Alex Rossi - Artiste du Radio Meuh Circus Festival 2020

Alex Rossi

Le plus rital des crooners pop du moment, c’est bien lui ! Alex Rossi vient de sortir son premier album, Domani è un’altra notte, après avoir passé des années dans l’ombre d’autres interprètes. Et à plus de 50 ans, il nous claque un vrai tube qui va réchauffer la saison hivernale : Tutto va bene quando faccio l’amore. Vous êtes prévenus…

L’album Domani È Un’altra Notte prolongement de cette veine pop italienne eighties tous curseurs poussés à fond, avec incursions new wave, détours indie pop et dérives french boogie, talk over sentimental et romantisme échevelé, si bien qu’on entend autant Pino D’Angiò (Al Dente) qu’Etienne Daho (Voir Venise) que Giorgio Moroder (l’étuve Faccia a Faccia). Malgré sa pochette Aldo Maccione, chemise ouverte sur un médaillon, l’album d’Alex Rossi est au fond un disque humble d’hommage aux mélodies et à la chaleur de la variété italienne, doublé d’une exploration généalogique.

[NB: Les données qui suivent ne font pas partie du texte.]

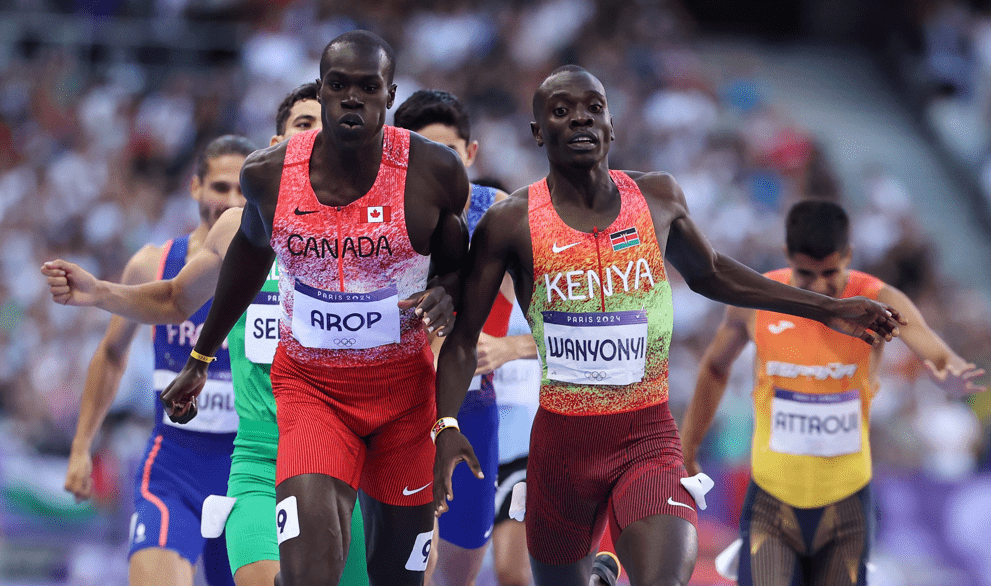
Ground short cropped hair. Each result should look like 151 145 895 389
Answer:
395 90 471 143
785 199 850 260
320 30 396 83
193 134 255 181
275 81 317 136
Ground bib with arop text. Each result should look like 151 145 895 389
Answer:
292 280 399 350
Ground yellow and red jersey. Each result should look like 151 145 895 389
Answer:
751 269 884 508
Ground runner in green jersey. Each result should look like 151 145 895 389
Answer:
42 83 368 586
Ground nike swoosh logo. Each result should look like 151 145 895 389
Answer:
403 481 433 496
551 242 579 254
767 319 795 334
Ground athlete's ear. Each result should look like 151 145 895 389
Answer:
189 173 203 201
530 122 544 146
385 84 396 110
465 140 478 167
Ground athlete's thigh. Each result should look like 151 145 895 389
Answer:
435 391 499 552
492 519 532 586
530 553 595 586
358 491 434 586
737 481 805 586
616 515 698 586
808 488 873 586
127 547 193 586
273 474 356 586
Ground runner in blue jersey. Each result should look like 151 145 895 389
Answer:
395 90 536 586
65 135 254 586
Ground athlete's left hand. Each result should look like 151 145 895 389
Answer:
924 360 988 398
159 358 209 423
434 428 485 517
399 287 454 336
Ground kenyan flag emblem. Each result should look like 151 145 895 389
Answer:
609 226 640 252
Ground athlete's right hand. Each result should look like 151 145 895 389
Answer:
434 427 485 517
41 258 99 306
159 358 210 423
65 449 93 503
823 297 908 346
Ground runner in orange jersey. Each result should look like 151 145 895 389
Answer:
681 200 987 586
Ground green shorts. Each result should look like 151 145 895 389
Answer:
224 419 368 586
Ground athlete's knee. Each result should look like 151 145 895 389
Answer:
496 564 531 586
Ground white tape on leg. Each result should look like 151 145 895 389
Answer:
200 494 237 539
406 530 434 572
681 472 716 511
275 496 299 545
716 538 743 581
509 482 526 521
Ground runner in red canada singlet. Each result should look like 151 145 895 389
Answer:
162 31 468 586
433 65 900 586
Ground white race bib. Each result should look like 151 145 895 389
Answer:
292 280 399 350
771 389 861 458
543 311 647 385
244 291 282 364
153 370 238 433
492 358 540 405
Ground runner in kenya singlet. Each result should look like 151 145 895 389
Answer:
525 171 697 565
527 171 673 415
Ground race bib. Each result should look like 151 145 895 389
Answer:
543 311 647 385
244 291 282 364
771 389 861 458
292 280 399 350
153 370 238 433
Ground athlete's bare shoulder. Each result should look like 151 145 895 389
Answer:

A la question « Pourquoi chanter en Anglais ? », la réponse est classique comme un morceau de Celentano: c’est l’idiome rock pop par excellence. Pour l’Italien, il n’y aurait a priori pas de question à se poser – c’est la mélancolie faite musique. Et pourtant on la sent venir : pourquoi chanter en Italien ? Quand on s’appelle Alex Rossi et que l’Italie coule dans les veines (il vient du Veneto), ça devrait couler de source, comme le Pô.

Avant d’être ce chanteur d’origine italienne, Alex Rossi chante dans sa langue maternelle. Dans les années 90, il signe un contrat avec Mercury, sort des disques, écrit des textes pour Axel Bauer ou Dick Rivers, bref un parcours riche parce qu’impossible n’est pas français ; c’est plus tard qu’il se décide à chanter dans sa langue… paternelle. Car comme le dit le proverbe et le label de Johnny Jewel et Mike Simonetti : Italians do it better.